I am trying to preprocess my C++ source files by ANTLR. I would like to output an input file preserving all the whitespace formatting of the original source file while inserting some new source codes of my own at the appropriate locations.
I know preserving WS requires this lexer rule:
WS: (' '|'\n'| '\r'|'\t'|'\f' )+ {$channel=HIDDEN;};
With this my parser rules would have a $text attribute containing all the hidden WS. But the problem is, for any parser rule, its $text attribute only include those input text starting from the position that matches the first token of the rule. For example, if this is my input (note the formatting WS before and in between the tokens):
line 1; line 2;
And, if I have 2 separate parser rules matching
"line 1;"
and
"line 2;"
above separately but not the whole line:
" line 1; line 2;"
, then the leading WS and those WS in between "line 1"
and "line 2"
are lost (not accessible by any of my rules).
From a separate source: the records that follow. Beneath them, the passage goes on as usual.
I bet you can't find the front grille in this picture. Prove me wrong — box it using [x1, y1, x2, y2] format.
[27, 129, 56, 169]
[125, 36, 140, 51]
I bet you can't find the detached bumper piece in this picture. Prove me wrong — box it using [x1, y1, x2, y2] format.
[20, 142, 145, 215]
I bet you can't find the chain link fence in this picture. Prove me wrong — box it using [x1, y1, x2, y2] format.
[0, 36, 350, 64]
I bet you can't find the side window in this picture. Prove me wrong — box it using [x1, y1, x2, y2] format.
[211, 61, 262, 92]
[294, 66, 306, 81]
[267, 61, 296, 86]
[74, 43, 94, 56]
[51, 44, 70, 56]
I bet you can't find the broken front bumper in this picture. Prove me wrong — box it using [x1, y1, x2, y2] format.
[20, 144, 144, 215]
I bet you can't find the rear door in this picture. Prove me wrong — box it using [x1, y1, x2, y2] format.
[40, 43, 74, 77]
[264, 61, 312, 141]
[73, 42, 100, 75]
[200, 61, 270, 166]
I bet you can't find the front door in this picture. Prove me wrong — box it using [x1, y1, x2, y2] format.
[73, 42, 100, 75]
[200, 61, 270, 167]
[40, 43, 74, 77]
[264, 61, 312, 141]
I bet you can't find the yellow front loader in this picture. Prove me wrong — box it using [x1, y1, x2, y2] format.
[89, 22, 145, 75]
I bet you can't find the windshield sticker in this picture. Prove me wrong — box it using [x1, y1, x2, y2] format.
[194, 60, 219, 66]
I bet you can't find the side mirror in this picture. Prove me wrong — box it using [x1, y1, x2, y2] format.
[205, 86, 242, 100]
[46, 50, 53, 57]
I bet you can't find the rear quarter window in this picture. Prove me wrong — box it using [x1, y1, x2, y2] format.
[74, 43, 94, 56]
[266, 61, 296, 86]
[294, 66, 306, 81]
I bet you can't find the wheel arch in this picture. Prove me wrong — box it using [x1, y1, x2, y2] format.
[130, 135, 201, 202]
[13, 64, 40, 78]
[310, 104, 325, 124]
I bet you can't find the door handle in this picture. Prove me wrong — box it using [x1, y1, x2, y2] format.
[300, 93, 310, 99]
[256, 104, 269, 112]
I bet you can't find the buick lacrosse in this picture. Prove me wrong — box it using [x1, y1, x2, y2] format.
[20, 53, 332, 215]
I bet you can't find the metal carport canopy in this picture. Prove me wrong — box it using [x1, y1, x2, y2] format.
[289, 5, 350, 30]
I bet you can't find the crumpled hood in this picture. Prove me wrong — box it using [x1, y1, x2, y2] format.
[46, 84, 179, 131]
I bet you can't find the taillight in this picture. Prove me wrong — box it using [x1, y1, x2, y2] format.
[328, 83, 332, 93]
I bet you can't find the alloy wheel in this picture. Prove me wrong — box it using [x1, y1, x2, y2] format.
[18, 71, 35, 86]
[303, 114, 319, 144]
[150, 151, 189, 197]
What should I do to preserve ALL THE WHITESPACEs while allowing my parser rules to determine when to add new codes at the appropriate locations?
EDIT
Let's say whenever my code contains a call to function(1) using 1 as the parameter but not something else, it adds an extraFunction() before it:
void myFunction() {
function();
function(1);
}
Becomes:
void myFunction() {
function();
extraFunction();
function(1);
}
This preprocessed output should remain human readable as people would continue coding on it. For this simple example, text editor can handle it. But there are more complicated cases that justify the use of ANTLR.